S'pore’s private property prices climb 7.9% to near 10-year high - Jul 2, 2007
URA flash estimates confirm soaring trend of private home prices and it says more sites will be make available for private residential projects next year, if necessary, to meet demand.
Private-home prices in Singapore rose to the highest in almost 10 years in the second quarter, climbing 7.9 per cent in the second quarter of this year, says the Urban Redevelopment Authority today.
The price index of private residential property rose 7.9 per cent to 147.3 points in the three months to June 30 from the previous quarter, which went up by 4.8 per cent, according to the flash estimate released by URA. This the fastest pace in almost eight years and the highest level since the fourth quarter of 1997.
The index rose 9.8 per cent across Singapore for the whole of last year.
The advance estimates are compiled from transaction prices lodged during the first 10 weeks of the quarter, as well as data from new apartments that have been booked.
Singapore's economy is enjoying its longest expansion since 1994, allowing developers to sell apartments at record prices. SC Global Development Ltd. sold its "The Marq" apartments for as much as $5,100 a square foot at the end of June. Home prices in the city could rise as much as 25 percent this year, Citigroup Global Markets said last month.
The URA will release the official price index for the full Q2 in four weeks time when more data on the caveats lodged and take-up of new projects are captured.
"Past data has shown that the difference between the quarterly price changes indicated by the flash estimate and the actual price changes could be significant when the change is small. The public is advised to interpret the flash estimates with caution," said the URA statement.
On the rising property market, URA said the increase in private housing prices in recent quarters "is in line with greater economic growth and rising confidence."
"Private housing prices are now increasing at a faster pace because of good economic prospects going forward and the increasing attractiveness of Singapore as a global city," it said.
"The government will continue to monitor the market very closely.
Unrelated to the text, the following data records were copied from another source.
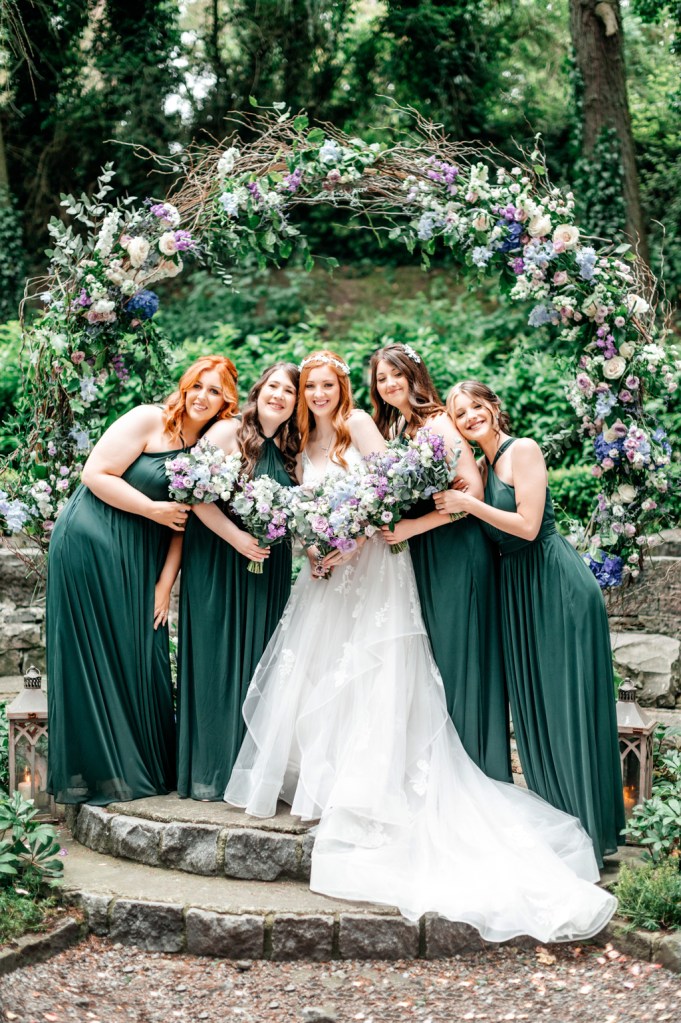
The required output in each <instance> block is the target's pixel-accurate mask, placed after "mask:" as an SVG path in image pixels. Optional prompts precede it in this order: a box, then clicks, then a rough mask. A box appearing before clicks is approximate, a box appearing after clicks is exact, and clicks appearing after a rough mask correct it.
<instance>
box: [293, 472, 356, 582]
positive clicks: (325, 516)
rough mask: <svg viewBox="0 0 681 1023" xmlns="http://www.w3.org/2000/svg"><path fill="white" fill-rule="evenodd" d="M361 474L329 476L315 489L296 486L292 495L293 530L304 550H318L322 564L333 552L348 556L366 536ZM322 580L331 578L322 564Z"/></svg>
mask: <svg viewBox="0 0 681 1023" xmlns="http://www.w3.org/2000/svg"><path fill="white" fill-rule="evenodd" d="M362 479H363V477H362V474H361V473H348V474H345V475H343V476H327V477H326V478H325V479H324V480H322V481H321V482H320V483H319V484H318V485H317V486H315V487H296V488H294V489H293V491H292V492H291V501H290V509H291V518H292V530H293V532H294V533H296V535H297V537H298V538H299V539H300V540H301V542H302V543H303V545H304V546H305V547H313V546H314V547H316V548H317V552H318V553H317V560H318V563H321V561H322V559H323V558H325V555H326V554H329V553H331V552H332V551H333V550H341V551H343V552H344V553H348V552H350V551H352V550H355V549H357V541H358V539H360V538H361V537H362V536H364V534H365V528H366V525H367V520H366V516H365V514H364V513H363V511H362V509H361V507H360V498H359V496H358V493H359V489H360V487H361V481H362ZM316 574H317V575H318V576H319V577H320V578H324V579H328V578H329V576H330V574H331V573H330V572H324V571H323V570H322V569H321V565H319V567H318V570H317V573H316Z"/></svg>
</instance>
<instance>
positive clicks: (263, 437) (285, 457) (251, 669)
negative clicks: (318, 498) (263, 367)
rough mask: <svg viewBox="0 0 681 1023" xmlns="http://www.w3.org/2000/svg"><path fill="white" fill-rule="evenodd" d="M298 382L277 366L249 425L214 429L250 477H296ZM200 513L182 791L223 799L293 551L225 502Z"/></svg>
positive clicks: (182, 748) (185, 698)
mask: <svg viewBox="0 0 681 1023" xmlns="http://www.w3.org/2000/svg"><path fill="white" fill-rule="evenodd" d="M298 381H299V370H298V367H297V366H294V365H292V364H291V363H287V362H277V363H275V365H273V366H270V368H269V369H267V370H266V371H265V372H264V373H263V375H262V376H261V377H260V380H259V381H258V382H257V383H256V384H255V385H254V387H253V388H252V390H251V393H249V394H248V401H247V404H246V406H245V408H244V409H243V415H242V418H241V421H240V422H239V420H238V419H236V418H231V419H227V420H223V421H221V422H218V424H216V425H215V426H214V427H213V429H212V430H211V431H210V432H209V434H208V436H209V439H210V440H211V441H212V442H213V443H214V444H217V445H219V446H220V447H222V448H223V449H224V450H225V451H226V452H227V453H229V454H232V453H235V452H237V451H239V452H240V453H241V457H242V466H243V472H244V473H245V475H246V476H261V475H267V476H269V477H271V478H272V479H274V480H277V482H279V483H281V484H283V485H284V486H292V484H293V483H294V474H296V456H297V454H298V449H299V433H298V427H297V426H296V418H294V416H293V418H292V419H291V416H292V415H293V412H294V410H296V401H297V398H298ZM193 511H194V515H192V516H190V518H189V522H188V524H187V531H186V536H185V542H184V557H183V568H182V586H181V591H180V633H179V652H178V793H179V795H180V796H181V797H183V798H186V797H188V796H189V797H191V798H192V799H203V800H222V798H223V796H224V793H225V789H226V787H227V782H228V781H229V775H230V773H231V770H232V766H233V764H234V761H235V759H236V754H237V753H238V751H239V748H240V746H241V742H242V740H243V736H244V733H245V725H244V723H243V719H242V716H241V708H242V705H243V700H244V698H245V694H246V690H247V687H248V682H249V681H251V678H252V676H253V674H254V671H255V670H256V665H257V664H258V662H259V661H260V658H261V656H262V654H263V651H264V650H265V648H266V646H267V643H268V641H269V638H270V636H271V635H272V633H273V632H274V629H275V627H276V625H277V623H278V621H279V619H280V618H281V614H282V612H283V609H284V605H285V604H286V601H287V599H288V594H289V592H290V584H291V580H290V574H291V549H290V545H289V544H288V543H285V542H284V543H279V544H277V545H275V546H274V547H272V548H271V550H270V548H263V547H260V546H259V545H258V541H257V540H256V539H254V537H252V536H251V535H249V534H248V533H246V532H245V531H244V530H242V529H240V528H239V526H238V524H237V522H235V521H233V520H232V519H230V518H228V517H227V515H225V508H224V507H223V506H222V505H221V506H218V504H210V505H208V504H203V505H194V507H193ZM225 541H226V542H225ZM251 560H253V561H266V565H265V567H264V571H263V574H262V575H255V574H254V573H252V572H248V571H247V564H248V561H251Z"/></svg>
It will ensure that there will be sufficient supply of residential space to meet demand."
Singapore's property sector recovery gained momentum after the government introduced measures in July 2005 to ease real-estate financing rules and foreign investment.
To increase demand, the government recently announced that 20 residential sites and five other commercial and residential and white sites would be released, adding a potential supply of about 8,000 units of private housing and executive condominium housing.
The government is also building an Executive condominium site to give more housing option to Singaporeans.
"If necessary, the government will make available even more sites for private residential development through the Government Land Sale programme next year," said the URA .
In addition to the new GLS sites for development, about 42,200 new units of private housing will be completed in the second half of this year to 2010. Of these, about 22,700 units have not been sold by developers yet.
Said the URA: "Prospective home-buyers should take into consideration the sufficient pipeline supply of private housing, as well as the potential supply from GLS sites, when deciding to make a property purchase."
Commenting on the outlook for the Singapore property market, Mr Ku Swee Yong, director at Savills Singapore Pte, told Bloomberg news: "Based on some of the funds we are bringing and the deals we are seeing, Singapore's attractiveness has increased tremendously. There's a lot of wealth growth and a very important indicator is the confidence going forward."
He forecast that at the end of last year that home prices in Singapore could rise 20 per cent in 2007.